Captain America au fil des ans

Posté le 21 avril 2014 par

Constant dans son incarnation symbolique des idéaux américains, Captain America a pourtant connu des métamorphoses en plus de 70 ans de publication. Petit tour d’horizon de ce que représente le personnage de comics décennie par décennie.

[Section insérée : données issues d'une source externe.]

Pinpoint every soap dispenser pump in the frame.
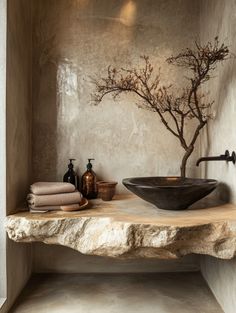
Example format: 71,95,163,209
63,159,79,188
81,159,97,199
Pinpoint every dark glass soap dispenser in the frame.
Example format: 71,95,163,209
81,159,97,199
63,159,79,188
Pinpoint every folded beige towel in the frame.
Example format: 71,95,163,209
29,204,60,212
27,191,82,209
30,182,75,195
30,204,79,213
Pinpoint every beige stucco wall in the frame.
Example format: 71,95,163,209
30,0,199,272
6,0,32,307
33,243,200,273
200,0,236,313
33,0,199,188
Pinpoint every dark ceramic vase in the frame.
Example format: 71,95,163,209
97,181,117,201
123,177,217,210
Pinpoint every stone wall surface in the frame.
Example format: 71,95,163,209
200,0,236,313
33,0,199,188
32,0,199,272
6,0,32,307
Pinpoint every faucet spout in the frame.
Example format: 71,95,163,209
196,150,236,166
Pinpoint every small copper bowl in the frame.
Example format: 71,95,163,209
97,180,118,201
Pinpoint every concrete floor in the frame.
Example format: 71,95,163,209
11,272,223,313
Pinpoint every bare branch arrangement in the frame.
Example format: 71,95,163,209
92,37,229,177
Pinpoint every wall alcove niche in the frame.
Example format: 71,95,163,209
0,0,236,313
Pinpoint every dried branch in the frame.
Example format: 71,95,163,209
92,37,229,177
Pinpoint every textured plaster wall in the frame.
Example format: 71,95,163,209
6,0,32,307
33,243,200,273
200,0,236,313
0,0,7,308
32,0,199,272
33,0,199,188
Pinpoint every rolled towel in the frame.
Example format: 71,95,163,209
30,182,75,195
29,204,60,212
27,191,82,209
30,204,80,213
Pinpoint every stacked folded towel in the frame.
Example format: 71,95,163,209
27,182,82,211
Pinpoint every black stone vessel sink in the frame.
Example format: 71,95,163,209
122,177,217,210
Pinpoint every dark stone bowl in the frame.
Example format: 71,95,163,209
122,176,218,210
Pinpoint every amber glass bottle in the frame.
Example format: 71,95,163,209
63,159,79,189
81,159,97,199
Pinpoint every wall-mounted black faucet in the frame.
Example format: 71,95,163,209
196,150,236,166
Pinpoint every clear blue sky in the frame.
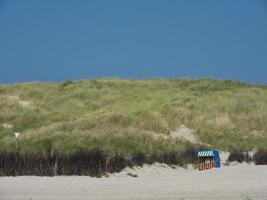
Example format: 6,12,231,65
0,0,267,84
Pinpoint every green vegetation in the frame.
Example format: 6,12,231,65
0,78,267,156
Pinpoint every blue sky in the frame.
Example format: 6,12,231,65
0,0,267,84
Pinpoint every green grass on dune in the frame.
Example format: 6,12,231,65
0,78,267,155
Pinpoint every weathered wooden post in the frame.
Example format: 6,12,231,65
14,132,20,176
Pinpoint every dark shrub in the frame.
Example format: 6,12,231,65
253,149,267,165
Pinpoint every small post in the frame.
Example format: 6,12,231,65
14,132,20,176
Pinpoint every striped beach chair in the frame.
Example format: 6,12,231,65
198,150,221,170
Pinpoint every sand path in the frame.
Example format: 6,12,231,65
0,165,267,200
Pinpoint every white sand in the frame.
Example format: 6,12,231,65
0,165,267,200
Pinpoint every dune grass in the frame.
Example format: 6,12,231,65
0,78,267,156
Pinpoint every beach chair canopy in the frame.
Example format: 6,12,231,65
197,151,214,157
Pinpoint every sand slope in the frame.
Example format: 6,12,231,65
0,165,267,200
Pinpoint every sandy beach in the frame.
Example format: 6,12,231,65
0,164,267,200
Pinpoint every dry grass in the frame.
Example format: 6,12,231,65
0,78,267,155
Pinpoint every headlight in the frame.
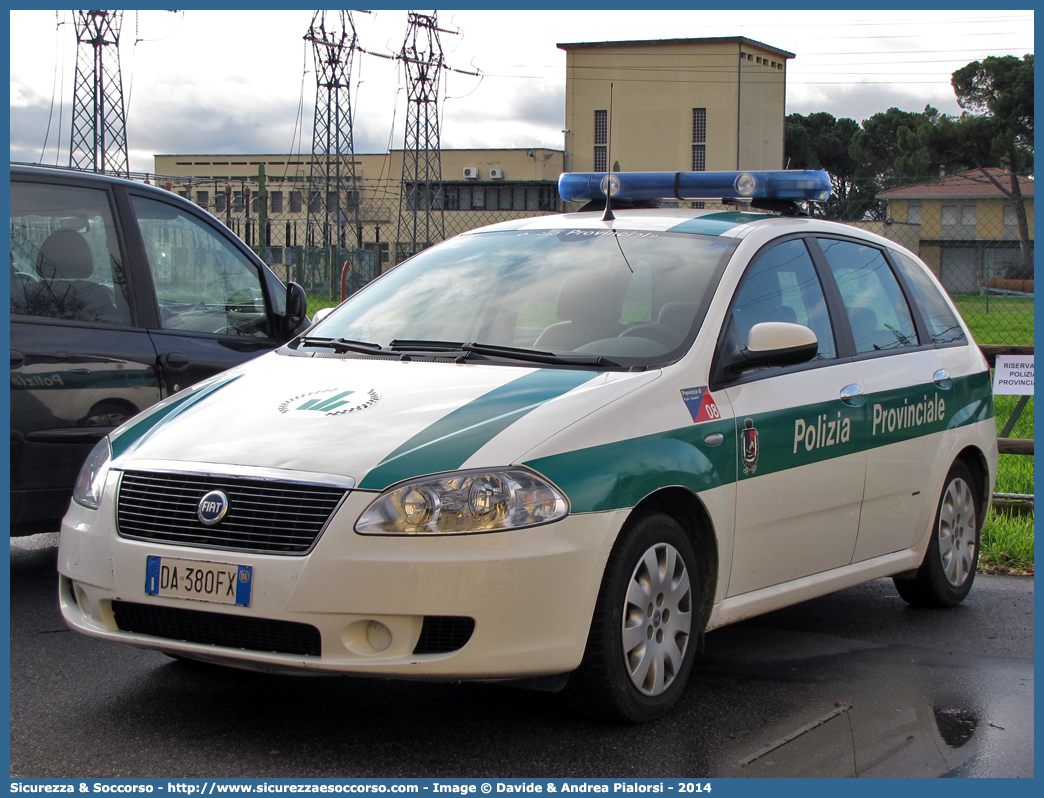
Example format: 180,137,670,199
355,468,569,535
72,436,111,510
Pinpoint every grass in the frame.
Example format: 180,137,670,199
951,294,1034,346
978,510,1034,576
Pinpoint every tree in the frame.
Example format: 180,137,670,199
951,53,1034,274
783,112,875,220
849,105,939,189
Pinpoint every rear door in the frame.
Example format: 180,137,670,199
10,177,160,535
725,237,865,595
813,237,959,562
121,192,279,396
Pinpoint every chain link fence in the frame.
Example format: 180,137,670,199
158,171,1034,494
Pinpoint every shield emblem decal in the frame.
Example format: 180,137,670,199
743,419,758,474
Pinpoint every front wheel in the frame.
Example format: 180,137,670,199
893,461,980,607
566,513,699,723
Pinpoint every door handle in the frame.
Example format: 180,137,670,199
160,352,189,371
840,383,867,407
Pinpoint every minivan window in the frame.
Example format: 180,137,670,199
10,182,131,324
132,196,269,337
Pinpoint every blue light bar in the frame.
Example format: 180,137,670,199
559,170,830,203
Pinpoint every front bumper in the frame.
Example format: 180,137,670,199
58,476,626,680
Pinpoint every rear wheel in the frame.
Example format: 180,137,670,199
566,513,699,723
893,461,981,607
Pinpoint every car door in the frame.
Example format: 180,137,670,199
10,178,160,535
128,192,279,396
813,237,959,562
719,237,865,596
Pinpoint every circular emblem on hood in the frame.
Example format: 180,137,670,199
196,491,229,526
279,388,381,419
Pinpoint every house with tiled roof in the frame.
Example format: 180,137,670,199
877,168,1034,294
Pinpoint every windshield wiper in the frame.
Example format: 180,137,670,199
388,338,465,352
301,335,384,355
460,344,620,369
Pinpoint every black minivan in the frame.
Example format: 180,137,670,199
10,165,308,535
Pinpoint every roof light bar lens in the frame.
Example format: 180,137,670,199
598,174,620,196
559,170,830,203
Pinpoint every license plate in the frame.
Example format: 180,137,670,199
145,555,254,607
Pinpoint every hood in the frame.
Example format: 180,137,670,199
112,352,654,490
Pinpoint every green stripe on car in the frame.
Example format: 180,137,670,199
667,211,765,235
523,372,994,513
359,369,601,490
111,375,239,460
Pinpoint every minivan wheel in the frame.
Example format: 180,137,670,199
566,513,699,723
893,461,980,607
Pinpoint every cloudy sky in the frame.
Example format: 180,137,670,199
10,7,1035,171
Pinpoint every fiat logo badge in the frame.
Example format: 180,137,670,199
196,491,229,526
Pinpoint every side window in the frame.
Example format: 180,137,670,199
10,182,131,324
732,239,837,360
132,196,270,337
818,238,918,354
893,252,968,344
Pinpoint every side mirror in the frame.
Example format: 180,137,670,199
721,322,820,376
282,283,308,339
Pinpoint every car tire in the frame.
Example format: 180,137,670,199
893,461,981,607
565,513,701,723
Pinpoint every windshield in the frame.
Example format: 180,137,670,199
306,230,736,368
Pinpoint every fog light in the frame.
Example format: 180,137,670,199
366,620,392,651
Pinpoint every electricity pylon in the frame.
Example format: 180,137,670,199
305,11,359,292
396,11,454,261
69,11,127,175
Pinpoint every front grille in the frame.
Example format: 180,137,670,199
113,601,323,657
413,615,475,654
116,471,347,554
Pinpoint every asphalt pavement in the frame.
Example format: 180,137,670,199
10,536,1034,778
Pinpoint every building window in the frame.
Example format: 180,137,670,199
594,147,608,171
594,111,609,144
692,108,707,144
692,144,707,171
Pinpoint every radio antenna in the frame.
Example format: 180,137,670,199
601,83,613,221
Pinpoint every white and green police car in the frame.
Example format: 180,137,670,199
58,172,997,721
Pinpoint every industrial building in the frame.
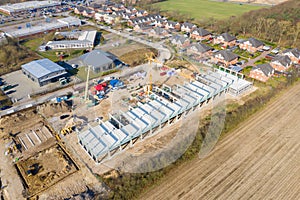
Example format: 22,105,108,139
78,70,252,163
21,58,67,86
46,30,97,49
0,0,61,15
5,17,81,39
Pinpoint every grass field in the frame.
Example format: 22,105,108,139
156,0,262,19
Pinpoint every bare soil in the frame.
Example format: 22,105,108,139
141,81,300,199
17,145,78,196
229,0,287,5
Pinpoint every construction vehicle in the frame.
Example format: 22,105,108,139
145,52,195,82
55,134,61,142
26,163,39,177
60,126,74,136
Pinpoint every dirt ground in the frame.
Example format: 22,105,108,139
0,109,43,137
141,84,300,199
17,145,78,196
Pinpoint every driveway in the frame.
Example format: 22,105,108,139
242,49,272,68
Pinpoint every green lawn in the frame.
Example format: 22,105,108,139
156,0,262,19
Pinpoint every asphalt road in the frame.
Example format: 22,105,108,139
0,22,172,117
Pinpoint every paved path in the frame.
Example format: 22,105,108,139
242,49,272,68
0,22,171,117
141,83,300,200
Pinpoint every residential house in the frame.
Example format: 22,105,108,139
190,28,212,40
94,12,120,24
270,55,293,72
136,10,148,17
122,13,136,20
187,43,212,57
170,35,190,48
283,48,300,64
153,18,166,28
82,8,95,18
165,21,181,31
112,10,124,18
74,6,85,15
249,63,274,82
239,38,264,53
213,33,236,48
98,5,113,14
111,3,125,11
149,27,170,38
133,24,152,33
212,50,239,66
125,6,137,14
181,22,197,33
88,3,102,12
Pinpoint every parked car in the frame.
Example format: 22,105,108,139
0,106,12,110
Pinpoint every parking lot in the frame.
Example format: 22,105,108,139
1,70,64,102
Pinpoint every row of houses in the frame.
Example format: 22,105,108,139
249,48,300,82
71,1,299,81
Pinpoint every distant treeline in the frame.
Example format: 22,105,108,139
138,0,300,48
0,0,43,5
211,0,300,48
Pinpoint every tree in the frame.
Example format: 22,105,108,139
293,22,300,46
278,21,292,44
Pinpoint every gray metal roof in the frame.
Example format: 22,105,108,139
0,0,60,12
79,50,113,67
22,58,65,78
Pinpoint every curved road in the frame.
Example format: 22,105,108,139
0,22,171,117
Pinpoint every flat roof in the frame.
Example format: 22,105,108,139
0,0,61,13
22,58,65,78
5,21,67,38
46,40,91,45
57,16,81,25
78,30,97,42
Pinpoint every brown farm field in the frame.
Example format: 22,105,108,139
141,83,300,200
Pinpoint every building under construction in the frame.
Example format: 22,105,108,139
78,70,252,163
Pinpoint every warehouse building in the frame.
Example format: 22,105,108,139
46,31,97,49
0,0,61,15
21,58,67,86
5,17,81,39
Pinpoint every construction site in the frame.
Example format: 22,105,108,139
70,51,252,163
16,144,79,197
0,51,252,199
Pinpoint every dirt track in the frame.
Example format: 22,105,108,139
141,84,300,200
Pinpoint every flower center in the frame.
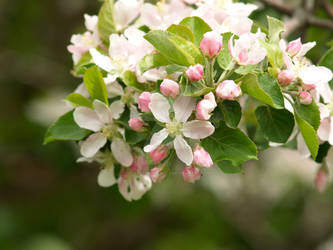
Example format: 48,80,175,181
166,121,183,137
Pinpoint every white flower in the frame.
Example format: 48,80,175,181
118,169,152,201
67,14,101,64
74,100,133,167
144,93,215,166
90,27,154,81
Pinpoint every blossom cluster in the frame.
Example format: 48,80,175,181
44,0,333,201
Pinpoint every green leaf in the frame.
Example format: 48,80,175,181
255,106,295,143
145,30,203,66
44,111,90,144
179,75,214,97
267,16,285,44
217,161,242,174
122,70,149,92
239,73,284,109
66,93,93,109
219,100,242,128
180,16,212,46
295,112,319,159
139,53,170,73
125,129,148,144
217,32,234,70
165,64,186,75
294,102,320,130
167,24,194,43
83,66,109,105
202,123,257,166
98,0,116,44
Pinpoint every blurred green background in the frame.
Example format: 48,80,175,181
0,0,333,250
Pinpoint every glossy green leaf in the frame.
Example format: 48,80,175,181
216,161,242,174
239,73,284,109
219,100,242,128
295,113,319,159
83,66,109,104
202,123,257,166
167,24,194,43
179,75,214,97
44,111,90,144
255,106,295,143
66,93,93,109
145,30,203,66
139,53,170,73
98,0,116,44
180,16,212,46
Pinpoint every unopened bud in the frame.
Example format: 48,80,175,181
160,79,179,98
200,31,222,58
186,64,204,82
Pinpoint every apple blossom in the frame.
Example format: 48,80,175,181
149,145,169,164
160,79,179,98
138,91,152,112
200,31,222,58
196,92,217,120
193,146,214,168
144,93,215,166
216,80,242,100
186,64,204,82
150,167,166,183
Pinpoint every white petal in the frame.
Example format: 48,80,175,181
97,166,117,187
80,133,107,158
296,133,311,158
149,93,170,123
89,49,114,72
111,138,133,167
105,81,124,98
93,100,113,124
296,42,316,56
144,128,169,152
182,120,215,140
73,107,103,132
173,135,193,166
110,100,125,119
173,95,195,122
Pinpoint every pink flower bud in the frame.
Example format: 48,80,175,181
130,155,148,174
182,165,201,183
286,38,302,56
193,146,214,168
298,91,312,105
150,167,166,183
315,167,329,192
186,64,203,82
278,69,295,85
139,92,152,112
149,145,169,164
160,79,179,98
128,118,145,132
196,92,217,121
200,31,222,58
216,80,242,100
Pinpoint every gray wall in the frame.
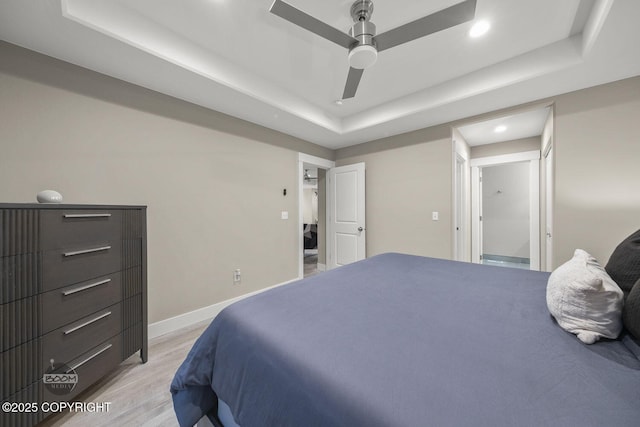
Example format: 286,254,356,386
553,77,640,266
0,43,333,322
0,42,640,322
336,126,453,258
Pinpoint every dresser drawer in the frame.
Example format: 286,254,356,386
41,272,122,334
42,240,122,291
42,304,122,369
40,335,122,402
40,209,122,251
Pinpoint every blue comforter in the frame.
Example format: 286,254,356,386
171,254,640,427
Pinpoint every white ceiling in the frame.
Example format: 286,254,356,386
457,107,551,147
0,0,640,148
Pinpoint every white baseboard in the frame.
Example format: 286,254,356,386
148,278,298,339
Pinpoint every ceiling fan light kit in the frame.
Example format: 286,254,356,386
269,0,477,99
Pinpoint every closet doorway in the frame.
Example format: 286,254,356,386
298,153,335,278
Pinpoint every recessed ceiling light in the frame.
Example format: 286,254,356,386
469,21,491,38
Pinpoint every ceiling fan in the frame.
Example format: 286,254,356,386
269,0,477,99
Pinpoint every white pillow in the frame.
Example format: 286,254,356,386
547,249,624,344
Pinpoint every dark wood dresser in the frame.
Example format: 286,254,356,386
0,204,147,427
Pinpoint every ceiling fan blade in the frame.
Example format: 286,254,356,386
374,0,477,52
269,0,358,49
342,67,364,99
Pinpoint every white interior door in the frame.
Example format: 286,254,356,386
327,163,366,269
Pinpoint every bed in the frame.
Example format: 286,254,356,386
171,253,640,427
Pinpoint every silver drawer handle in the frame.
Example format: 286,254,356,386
65,344,113,374
63,311,111,335
63,246,111,257
62,279,111,297
63,214,111,218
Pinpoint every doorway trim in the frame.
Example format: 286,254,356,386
297,153,336,279
469,150,540,270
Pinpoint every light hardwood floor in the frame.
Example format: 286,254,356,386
39,321,210,427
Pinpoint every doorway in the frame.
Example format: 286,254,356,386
470,151,540,270
479,162,531,270
298,153,335,278
302,165,318,277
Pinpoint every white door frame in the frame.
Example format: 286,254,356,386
298,153,336,279
469,150,540,270
327,162,367,270
544,141,555,271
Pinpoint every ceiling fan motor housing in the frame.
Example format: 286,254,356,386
349,0,378,69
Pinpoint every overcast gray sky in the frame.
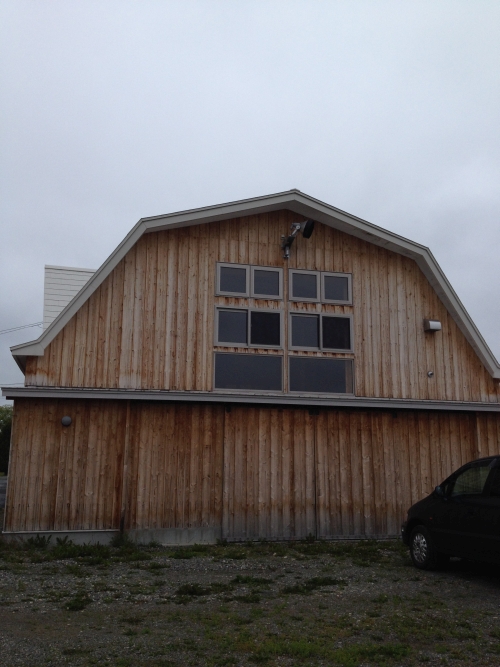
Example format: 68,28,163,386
0,0,500,402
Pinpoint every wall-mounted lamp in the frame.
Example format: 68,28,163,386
281,220,314,259
424,320,441,332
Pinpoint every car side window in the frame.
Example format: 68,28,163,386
490,468,500,498
450,463,490,498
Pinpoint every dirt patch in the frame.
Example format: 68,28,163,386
0,540,500,667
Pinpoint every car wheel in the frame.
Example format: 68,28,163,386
410,526,449,570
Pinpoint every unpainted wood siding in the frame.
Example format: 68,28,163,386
5,399,224,531
222,408,484,540
26,211,500,402
5,399,500,540
5,399,126,531
125,403,224,529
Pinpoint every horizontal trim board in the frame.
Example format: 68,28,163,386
2,527,400,546
2,387,500,412
2,530,120,546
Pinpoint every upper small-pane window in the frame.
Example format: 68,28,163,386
217,264,249,296
321,273,352,303
291,314,319,349
252,266,283,299
217,309,248,345
321,315,351,350
250,310,281,347
290,270,319,301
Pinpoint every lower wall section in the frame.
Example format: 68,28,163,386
5,399,500,544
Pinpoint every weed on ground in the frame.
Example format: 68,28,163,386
0,536,500,667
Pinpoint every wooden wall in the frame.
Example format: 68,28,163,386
5,399,126,530
26,211,500,402
5,399,500,540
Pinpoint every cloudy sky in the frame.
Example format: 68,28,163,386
0,0,500,402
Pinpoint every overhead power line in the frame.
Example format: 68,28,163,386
0,322,43,335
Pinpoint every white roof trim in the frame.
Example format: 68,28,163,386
11,190,500,379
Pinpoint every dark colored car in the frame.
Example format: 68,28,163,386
401,456,500,569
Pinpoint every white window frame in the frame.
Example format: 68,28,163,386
287,354,356,396
288,269,321,303
250,264,283,301
321,271,352,305
212,350,285,395
214,305,284,350
215,262,250,299
288,310,354,354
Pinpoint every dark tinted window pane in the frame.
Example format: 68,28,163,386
324,276,349,301
215,354,283,391
292,315,319,347
292,273,318,299
322,315,351,350
253,269,280,296
250,310,281,346
219,310,247,344
290,357,352,394
220,266,247,294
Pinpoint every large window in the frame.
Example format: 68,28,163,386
217,263,283,299
215,308,283,348
214,352,283,391
213,262,354,394
289,356,353,394
289,312,352,352
289,269,352,304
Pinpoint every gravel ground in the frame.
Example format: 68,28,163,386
0,541,500,667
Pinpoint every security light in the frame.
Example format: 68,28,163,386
281,220,314,259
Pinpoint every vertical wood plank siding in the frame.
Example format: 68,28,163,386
26,211,500,402
5,399,500,540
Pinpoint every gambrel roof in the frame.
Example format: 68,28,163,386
11,190,500,379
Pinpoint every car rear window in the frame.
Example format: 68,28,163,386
451,463,490,496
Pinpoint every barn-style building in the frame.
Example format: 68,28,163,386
3,190,500,544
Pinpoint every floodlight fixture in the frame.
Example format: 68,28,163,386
281,220,314,259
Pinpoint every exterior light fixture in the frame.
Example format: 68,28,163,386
424,320,441,333
281,220,314,259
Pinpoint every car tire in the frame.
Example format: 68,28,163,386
410,526,449,570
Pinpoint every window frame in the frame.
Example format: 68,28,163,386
250,264,283,301
214,304,285,354
287,354,356,396
320,271,352,306
288,310,354,354
288,269,321,303
212,350,285,395
215,262,250,299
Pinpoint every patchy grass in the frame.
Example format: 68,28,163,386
0,536,500,667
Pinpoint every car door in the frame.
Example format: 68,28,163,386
479,459,500,563
432,460,493,558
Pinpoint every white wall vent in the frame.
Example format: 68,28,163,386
43,266,95,330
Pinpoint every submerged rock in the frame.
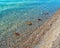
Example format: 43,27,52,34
27,21,32,25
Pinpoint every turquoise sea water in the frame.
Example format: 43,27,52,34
0,0,60,48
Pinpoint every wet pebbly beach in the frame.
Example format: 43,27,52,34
0,4,59,48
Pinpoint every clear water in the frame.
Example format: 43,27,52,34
0,0,60,48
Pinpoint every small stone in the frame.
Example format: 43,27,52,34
15,32,20,36
27,21,32,25
44,12,49,15
38,19,42,21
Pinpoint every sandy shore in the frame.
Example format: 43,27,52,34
20,10,60,48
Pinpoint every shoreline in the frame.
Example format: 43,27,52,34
21,10,60,48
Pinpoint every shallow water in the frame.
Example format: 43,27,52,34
0,2,60,48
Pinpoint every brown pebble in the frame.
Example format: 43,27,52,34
38,19,42,21
44,12,49,15
15,32,20,36
27,21,32,25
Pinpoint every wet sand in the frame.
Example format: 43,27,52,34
20,10,60,48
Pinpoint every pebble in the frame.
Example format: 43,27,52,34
27,21,32,25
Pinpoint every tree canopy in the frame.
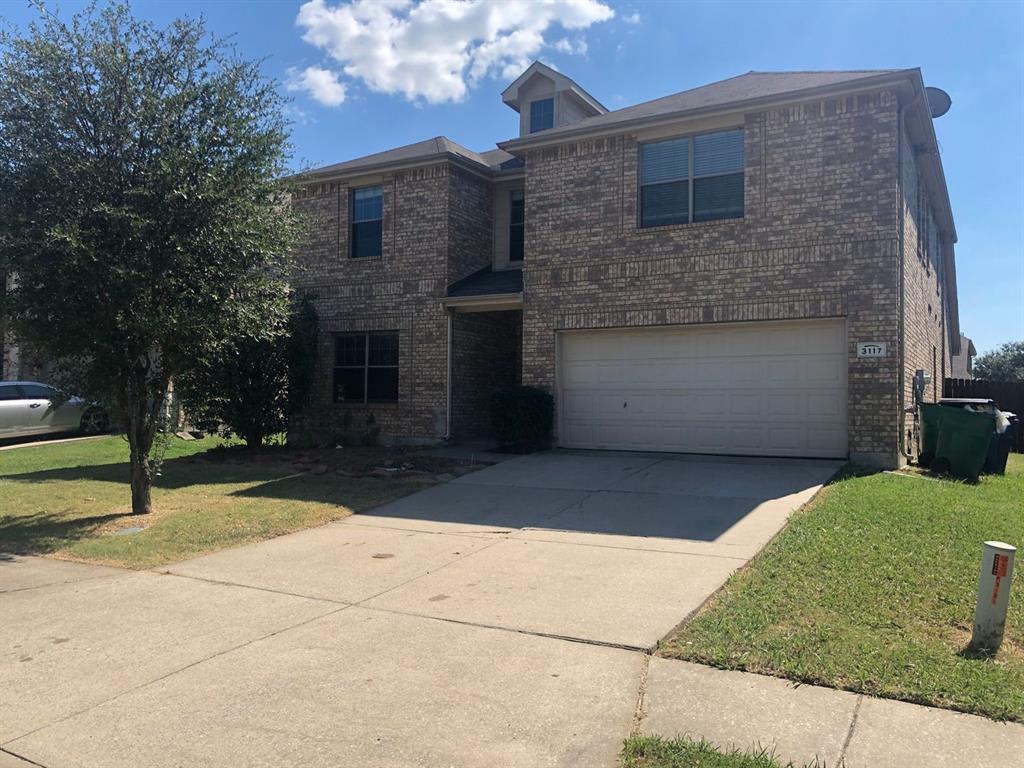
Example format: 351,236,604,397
974,341,1024,381
0,4,297,512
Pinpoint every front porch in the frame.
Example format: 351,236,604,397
442,268,522,440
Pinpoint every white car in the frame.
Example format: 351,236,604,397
0,381,110,438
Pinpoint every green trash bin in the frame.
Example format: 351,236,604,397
932,406,995,480
918,402,937,467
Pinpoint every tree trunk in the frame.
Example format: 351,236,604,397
245,429,263,451
126,375,166,515
129,440,153,515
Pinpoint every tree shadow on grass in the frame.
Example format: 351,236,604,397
0,458,289,488
0,512,127,560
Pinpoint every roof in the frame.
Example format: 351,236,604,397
447,266,522,298
300,136,512,176
298,136,517,177
502,70,907,146
961,334,978,357
502,61,608,115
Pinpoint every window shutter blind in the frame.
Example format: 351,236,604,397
693,130,743,176
640,138,690,184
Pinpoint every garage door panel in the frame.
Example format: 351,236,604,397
559,322,847,457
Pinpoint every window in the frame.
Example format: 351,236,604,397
352,186,384,259
334,332,398,402
22,384,58,400
509,189,526,261
640,130,743,226
529,98,555,133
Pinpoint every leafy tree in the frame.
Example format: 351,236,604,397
974,341,1024,381
176,292,318,447
0,4,297,513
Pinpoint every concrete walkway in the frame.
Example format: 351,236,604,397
0,453,1020,768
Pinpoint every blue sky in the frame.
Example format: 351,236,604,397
0,0,1024,351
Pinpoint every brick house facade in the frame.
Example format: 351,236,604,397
294,65,959,466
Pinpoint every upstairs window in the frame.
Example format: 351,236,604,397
509,189,526,261
334,331,398,402
529,98,555,133
640,130,743,226
351,186,384,259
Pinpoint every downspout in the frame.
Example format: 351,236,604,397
896,93,921,459
444,308,454,440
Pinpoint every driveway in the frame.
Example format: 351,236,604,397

Les années 40 : L’âge d’or du Super-Américain

40_Captain America 1

L’idée était là, évidente, il suffisait de la capter dans l’air du temps et de la fixer sur papier. C’est ainsi que parlent Joe Simon et Jack Kirby de leur création du plus célèbre des super-héros patriotiques pour Timely Comics (futur Marvel). Pourtant, en ce début des années 40, si la menace nazie inquiète les Etats-Unis, l’opinion publique est divisée quand à une entrée en guerre du pays dans le conflit qui déchire l’Europe. Concevoir un super-héros aux couleurs du drapeau américain, allant décocher un direct du droit à Adolf Hitler sur la couverture du premier numéro, plus d’un an avant Pearl Harbor, est un acte politique, qui a pour but de sensibiliser la population américaine à une intervention militaire. Le premier numéro de Captain America se vent à plus d’un million d’exemplaires, mais les auteurs, juifs particulièrement concernés par la question du nazisme, reçoivent aussi de nombreuses lettres de menaces des opposants à l’entrée en guerre. Pendant 10 numéros, Simon et Kirby vont alors considérer leur œuvre à des fins de propagande : leur personnage (dont le premier nom était « Super-American ») est une incarnation littérale de la bannière étoilée, qui démontre la nécessité de combattre le nazisme. L’ennemi est déjà là : il a infiltré les Etats-Unis de par ses nombreux espions, qui sont les premiers adversaires de Cap, sous-entendant ainsi bien la volonté d’Hitler de domination mondiale et d’attaque de l’Amérique.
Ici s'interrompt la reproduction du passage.